「お見合い2.0」? ソーシャルウェブが「出会い」のコストを下げる
個人情報をマッチングさせる新しいタイプの婚活サイト「frigg」

 この時代に生きる私たちが、テクノロジーによって享受できる巨大なメリットの一つが、「出会い」にかかるコストの低下です。ソーシャルウェブが私たちの個人情報を可視化したことで、10年前ではありえなかったような「出会い」が、今やごく普通に発生しています。今日はそんな「出会い」にまつわる新しいビジネス、ウェブサービスを2つ紹介したいと思います。

「機械じかけの女神」が出会いをプロデュース

 最初に紹介したいのは、「お見合い2.0」とも呼ぶべき「frigg(フリッグ)」という婚活支援サービス。

 ユーザーはフリッグへの登録時に、自分の趣味や特徴、経歴、異性の好みなど、100問を超える詳細なアンケートに答えることが求められます。フリッグはそのアンケート結果をもとに、毎日1人だけ、ユーザーの好みに合いそうな異性を自動的におすすめしてくれます。

 例えば、あなたが「タバコを吸わない、30代、大卒、正社員女性」と出会いたいのならば、フリッグがシステム的にその条件に該当するユーザーを「おすすめ」してくれるのです。

 イメージ的には、お見合いの仲人役を、フリッグという機械じかけの女神(もともと「フリッグ」とは、北欧神話の愛と結婚の女神の名前です)がこなしてくれる、という感じでしょう。なお、フリッグにはユーザー検索機能は用意されておらず、ユーザーは、あくまでフリッグからの提案を待つことしかできません。そのため、既存のサイトでありがちな、明らかに条件に合わない人からのメールや、スパムまがいのメールが来ることもありません。
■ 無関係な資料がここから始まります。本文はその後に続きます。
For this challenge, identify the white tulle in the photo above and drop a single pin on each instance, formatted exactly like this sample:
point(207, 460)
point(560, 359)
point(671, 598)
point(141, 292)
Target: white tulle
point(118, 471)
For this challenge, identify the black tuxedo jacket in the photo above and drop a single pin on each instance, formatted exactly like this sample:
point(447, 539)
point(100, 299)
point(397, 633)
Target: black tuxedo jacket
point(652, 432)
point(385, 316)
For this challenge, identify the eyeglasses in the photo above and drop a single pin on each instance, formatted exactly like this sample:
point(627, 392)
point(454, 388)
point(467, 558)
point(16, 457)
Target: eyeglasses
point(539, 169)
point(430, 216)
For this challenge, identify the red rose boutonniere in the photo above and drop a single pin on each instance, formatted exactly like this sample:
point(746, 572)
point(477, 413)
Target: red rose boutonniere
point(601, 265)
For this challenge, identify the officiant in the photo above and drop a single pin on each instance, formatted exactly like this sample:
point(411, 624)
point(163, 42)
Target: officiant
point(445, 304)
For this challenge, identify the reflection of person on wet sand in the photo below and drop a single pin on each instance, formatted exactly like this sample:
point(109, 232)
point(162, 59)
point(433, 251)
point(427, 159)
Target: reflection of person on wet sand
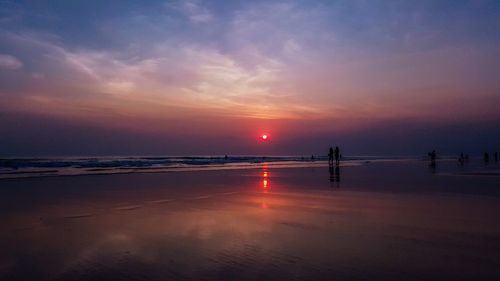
point(337, 172)
point(461, 159)
point(337, 155)
point(432, 165)
point(486, 158)
point(433, 155)
point(334, 173)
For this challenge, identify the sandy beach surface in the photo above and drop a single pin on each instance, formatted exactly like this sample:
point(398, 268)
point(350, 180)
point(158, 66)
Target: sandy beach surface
point(387, 220)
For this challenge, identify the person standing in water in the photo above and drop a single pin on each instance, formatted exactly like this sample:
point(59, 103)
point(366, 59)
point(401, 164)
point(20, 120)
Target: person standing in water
point(337, 155)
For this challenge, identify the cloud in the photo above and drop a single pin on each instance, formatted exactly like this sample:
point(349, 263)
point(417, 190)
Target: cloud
point(10, 62)
point(193, 10)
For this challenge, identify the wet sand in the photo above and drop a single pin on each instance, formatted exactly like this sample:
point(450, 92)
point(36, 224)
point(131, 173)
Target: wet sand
point(379, 221)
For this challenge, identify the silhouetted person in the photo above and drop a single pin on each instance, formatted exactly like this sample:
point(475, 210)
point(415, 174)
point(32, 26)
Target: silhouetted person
point(330, 155)
point(337, 155)
point(337, 172)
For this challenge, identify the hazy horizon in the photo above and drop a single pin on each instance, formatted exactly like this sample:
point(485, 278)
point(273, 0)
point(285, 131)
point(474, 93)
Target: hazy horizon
point(210, 77)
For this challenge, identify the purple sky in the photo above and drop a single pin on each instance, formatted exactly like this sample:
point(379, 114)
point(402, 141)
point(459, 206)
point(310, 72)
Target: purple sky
point(209, 77)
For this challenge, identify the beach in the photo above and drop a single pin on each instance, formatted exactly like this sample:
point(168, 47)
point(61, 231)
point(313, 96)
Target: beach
point(371, 220)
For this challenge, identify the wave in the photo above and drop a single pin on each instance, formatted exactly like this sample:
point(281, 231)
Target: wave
point(37, 167)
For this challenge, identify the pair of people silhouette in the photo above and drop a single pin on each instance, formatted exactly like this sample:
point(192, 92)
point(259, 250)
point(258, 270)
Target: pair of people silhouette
point(334, 153)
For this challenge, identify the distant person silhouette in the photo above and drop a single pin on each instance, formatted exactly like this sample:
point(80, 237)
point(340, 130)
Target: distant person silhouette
point(337, 155)
point(337, 172)
point(461, 159)
point(330, 156)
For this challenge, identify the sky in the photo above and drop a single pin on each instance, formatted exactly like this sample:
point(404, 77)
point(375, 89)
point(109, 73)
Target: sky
point(209, 77)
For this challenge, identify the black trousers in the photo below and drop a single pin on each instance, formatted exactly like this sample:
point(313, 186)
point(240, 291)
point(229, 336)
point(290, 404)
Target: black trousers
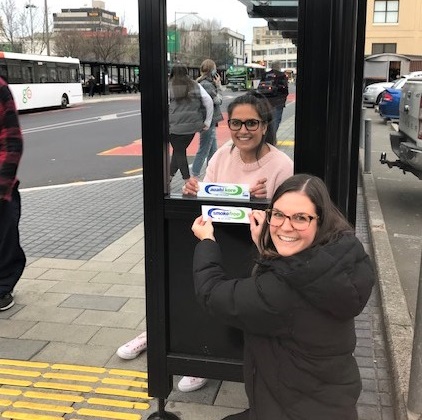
point(180, 142)
point(12, 257)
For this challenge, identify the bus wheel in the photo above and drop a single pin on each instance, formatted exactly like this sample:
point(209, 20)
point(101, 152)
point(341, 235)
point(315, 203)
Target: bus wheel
point(65, 101)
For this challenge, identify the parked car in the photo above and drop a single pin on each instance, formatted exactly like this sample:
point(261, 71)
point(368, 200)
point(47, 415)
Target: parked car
point(390, 98)
point(406, 143)
point(372, 93)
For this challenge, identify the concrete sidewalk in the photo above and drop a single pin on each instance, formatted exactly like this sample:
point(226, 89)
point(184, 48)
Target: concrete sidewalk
point(82, 296)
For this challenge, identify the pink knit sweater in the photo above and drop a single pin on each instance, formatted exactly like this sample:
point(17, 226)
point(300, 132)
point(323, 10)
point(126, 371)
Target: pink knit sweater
point(227, 166)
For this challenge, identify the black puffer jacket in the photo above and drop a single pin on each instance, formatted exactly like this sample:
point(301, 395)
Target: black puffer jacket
point(297, 314)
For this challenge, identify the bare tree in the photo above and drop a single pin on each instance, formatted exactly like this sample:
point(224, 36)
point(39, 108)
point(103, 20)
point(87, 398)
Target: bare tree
point(11, 25)
point(108, 45)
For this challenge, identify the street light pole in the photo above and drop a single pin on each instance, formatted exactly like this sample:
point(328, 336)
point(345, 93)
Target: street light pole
point(47, 37)
point(30, 6)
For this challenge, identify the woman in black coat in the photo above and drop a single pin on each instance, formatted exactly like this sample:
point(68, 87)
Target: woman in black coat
point(297, 310)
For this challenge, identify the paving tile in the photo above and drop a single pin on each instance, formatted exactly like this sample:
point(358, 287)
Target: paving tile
point(14, 329)
point(68, 275)
point(46, 314)
point(52, 331)
point(119, 278)
point(80, 288)
point(18, 349)
point(109, 319)
point(102, 303)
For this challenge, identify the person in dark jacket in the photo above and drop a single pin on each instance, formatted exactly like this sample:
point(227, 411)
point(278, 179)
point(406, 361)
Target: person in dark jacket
point(12, 256)
point(211, 82)
point(297, 309)
point(279, 95)
point(190, 111)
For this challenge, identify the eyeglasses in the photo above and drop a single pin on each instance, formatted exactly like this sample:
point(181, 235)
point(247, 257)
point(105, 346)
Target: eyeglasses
point(299, 221)
point(250, 125)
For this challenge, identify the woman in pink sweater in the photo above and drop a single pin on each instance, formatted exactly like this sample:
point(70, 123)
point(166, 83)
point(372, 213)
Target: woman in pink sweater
point(251, 157)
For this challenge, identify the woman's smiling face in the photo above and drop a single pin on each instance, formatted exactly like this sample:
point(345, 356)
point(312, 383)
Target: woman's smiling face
point(247, 141)
point(286, 239)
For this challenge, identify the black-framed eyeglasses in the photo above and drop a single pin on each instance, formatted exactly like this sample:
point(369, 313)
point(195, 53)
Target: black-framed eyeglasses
point(299, 221)
point(250, 125)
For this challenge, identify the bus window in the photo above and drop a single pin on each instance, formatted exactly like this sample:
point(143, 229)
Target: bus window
point(40, 72)
point(52, 72)
point(3, 72)
point(27, 72)
point(14, 71)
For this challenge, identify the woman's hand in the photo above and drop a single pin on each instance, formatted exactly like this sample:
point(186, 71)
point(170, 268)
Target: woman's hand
point(190, 187)
point(203, 229)
point(259, 190)
point(257, 220)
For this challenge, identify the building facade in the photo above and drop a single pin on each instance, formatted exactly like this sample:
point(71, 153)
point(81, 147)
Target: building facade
point(87, 19)
point(394, 26)
point(269, 46)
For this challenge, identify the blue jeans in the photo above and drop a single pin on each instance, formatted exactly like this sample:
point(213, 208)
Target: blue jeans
point(207, 147)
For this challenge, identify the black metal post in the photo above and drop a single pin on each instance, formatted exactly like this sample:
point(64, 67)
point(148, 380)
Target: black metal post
point(415, 382)
point(329, 55)
point(153, 51)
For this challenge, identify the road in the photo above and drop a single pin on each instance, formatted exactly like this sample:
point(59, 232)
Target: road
point(93, 141)
point(63, 146)
point(400, 198)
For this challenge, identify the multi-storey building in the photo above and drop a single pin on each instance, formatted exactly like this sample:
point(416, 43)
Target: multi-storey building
point(393, 43)
point(87, 19)
point(269, 46)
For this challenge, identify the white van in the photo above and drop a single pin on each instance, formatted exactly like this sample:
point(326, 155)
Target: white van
point(406, 143)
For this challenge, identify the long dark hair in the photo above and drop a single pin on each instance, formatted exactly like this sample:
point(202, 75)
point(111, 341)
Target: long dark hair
point(181, 83)
point(331, 222)
point(263, 109)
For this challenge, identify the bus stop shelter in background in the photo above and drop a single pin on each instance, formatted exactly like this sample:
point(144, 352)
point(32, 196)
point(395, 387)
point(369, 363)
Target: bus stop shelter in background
point(330, 40)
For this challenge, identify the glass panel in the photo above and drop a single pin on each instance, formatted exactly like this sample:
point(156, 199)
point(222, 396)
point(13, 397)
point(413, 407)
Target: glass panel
point(379, 17)
point(380, 6)
point(393, 6)
point(242, 50)
point(392, 17)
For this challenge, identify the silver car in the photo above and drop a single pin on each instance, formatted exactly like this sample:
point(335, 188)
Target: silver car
point(372, 93)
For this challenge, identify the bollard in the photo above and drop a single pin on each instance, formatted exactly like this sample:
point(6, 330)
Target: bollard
point(362, 128)
point(414, 399)
point(367, 165)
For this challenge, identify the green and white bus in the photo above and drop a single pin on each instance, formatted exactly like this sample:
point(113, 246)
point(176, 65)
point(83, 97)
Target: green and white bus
point(244, 77)
point(41, 81)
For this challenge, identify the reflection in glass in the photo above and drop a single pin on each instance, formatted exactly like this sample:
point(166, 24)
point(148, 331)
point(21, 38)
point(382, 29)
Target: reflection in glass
point(242, 48)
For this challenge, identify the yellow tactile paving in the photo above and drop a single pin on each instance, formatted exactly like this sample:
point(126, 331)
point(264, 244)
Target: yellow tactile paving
point(43, 391)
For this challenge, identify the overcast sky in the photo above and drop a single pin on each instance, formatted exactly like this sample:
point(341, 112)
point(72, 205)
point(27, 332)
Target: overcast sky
point(230, 13)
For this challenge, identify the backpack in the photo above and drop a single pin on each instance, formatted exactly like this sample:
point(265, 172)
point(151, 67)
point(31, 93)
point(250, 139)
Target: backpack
point(273, 84)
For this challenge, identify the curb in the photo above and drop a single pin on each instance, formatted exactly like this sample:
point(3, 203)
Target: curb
point(397, 322)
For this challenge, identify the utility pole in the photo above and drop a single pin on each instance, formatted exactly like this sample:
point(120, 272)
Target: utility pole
point(47, 34)
point(30, 6)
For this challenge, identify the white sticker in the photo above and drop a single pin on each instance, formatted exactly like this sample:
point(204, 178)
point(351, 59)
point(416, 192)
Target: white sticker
point(223, 190)
point(226, 214)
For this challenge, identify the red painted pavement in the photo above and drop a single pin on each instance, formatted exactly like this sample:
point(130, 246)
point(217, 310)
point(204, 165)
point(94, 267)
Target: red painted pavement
point(223, 135)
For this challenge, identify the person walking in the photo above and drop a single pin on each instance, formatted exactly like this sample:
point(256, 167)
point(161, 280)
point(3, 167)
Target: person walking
point(12, 256)
point(91, 85)
point(251, 159)
point(211, 82)
point(279, 92)
point(297, 310)
point(190, 111)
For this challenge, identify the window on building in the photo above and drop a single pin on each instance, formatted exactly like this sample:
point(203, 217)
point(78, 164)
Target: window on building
point(386, 11)
point(384, 48)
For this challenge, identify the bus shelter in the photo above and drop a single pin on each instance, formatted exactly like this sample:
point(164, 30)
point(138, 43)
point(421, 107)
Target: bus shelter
point(182, 339)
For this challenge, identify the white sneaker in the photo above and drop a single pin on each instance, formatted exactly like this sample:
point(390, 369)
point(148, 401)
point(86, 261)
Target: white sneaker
point(133, 348)
point(190, 383)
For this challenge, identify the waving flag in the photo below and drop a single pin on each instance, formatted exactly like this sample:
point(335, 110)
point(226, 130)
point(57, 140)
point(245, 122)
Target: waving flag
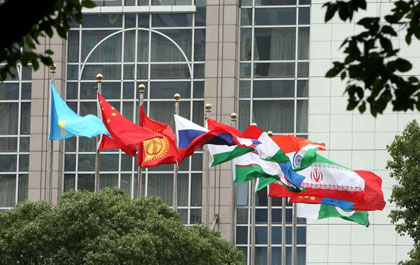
point(325, 178)
point(125, 134)
point(192, 136)
point(300, 151)
point(65, 123)
point(373, 196)
point(158, 150)
point(321, 211)
point(268, 150)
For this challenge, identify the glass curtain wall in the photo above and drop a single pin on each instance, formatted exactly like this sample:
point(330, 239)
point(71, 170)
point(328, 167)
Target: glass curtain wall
point(128, 50)
point(273, 92)
point(15, 114)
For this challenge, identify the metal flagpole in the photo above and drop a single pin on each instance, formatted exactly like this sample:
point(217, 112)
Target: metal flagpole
point(50, 173)
point(139, 170)
point(233, 118)
point(269, 221)
point(253, 218)
point(283, 231)
point(99, 78)
point(177, 97)
point(207, 170)
point(294, 235)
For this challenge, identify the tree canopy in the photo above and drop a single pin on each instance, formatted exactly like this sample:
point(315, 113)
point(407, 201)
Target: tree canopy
point(405, 168)
point(25, 23)
point(107, 228)
point(373, 70)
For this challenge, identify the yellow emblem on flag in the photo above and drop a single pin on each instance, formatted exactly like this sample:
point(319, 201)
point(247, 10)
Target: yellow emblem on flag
point(155, 148)
point(62, 125)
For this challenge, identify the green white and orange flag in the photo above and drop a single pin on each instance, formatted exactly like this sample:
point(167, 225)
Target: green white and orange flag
point(321, 211)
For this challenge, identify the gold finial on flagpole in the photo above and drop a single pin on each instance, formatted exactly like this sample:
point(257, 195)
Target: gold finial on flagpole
point(142, 87)
point(53, 68)
point(208, 107)
point(99, 77)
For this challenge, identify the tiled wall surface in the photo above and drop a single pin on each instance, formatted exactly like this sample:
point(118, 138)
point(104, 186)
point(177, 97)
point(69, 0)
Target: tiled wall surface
point(354, 140)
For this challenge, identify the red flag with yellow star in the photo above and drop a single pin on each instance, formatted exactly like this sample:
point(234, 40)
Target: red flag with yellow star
point(125, 134)
point(158, 150)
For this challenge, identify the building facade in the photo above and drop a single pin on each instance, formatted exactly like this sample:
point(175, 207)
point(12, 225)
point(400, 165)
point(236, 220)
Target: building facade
point(263, 59)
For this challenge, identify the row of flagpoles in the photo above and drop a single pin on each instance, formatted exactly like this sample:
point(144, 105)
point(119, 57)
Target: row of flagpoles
point(273, 156)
 フリッグを運営する池森裕毅さんは、「自分自身も婚活サイトを使った経験があるけれど、男性が真面目にメッセージを送っても、女性は大量の冷やかしメールにうんざりしているので、ほとんど見てもらえない。一般的な仕組みでは、本当に出会いたい人と、本当に出会おうとしている人がマッチングされにくい。そういうミスマッチを解消するために、このサービスを作りました」と語っています。

 自分の情報を差し出せば、勝手に機械がマッチングしてくれるというのは、いかにもソーシャルウェブ的、SF的です。男女の出会いは、テクノロジーによって効率化されていくのでしょう。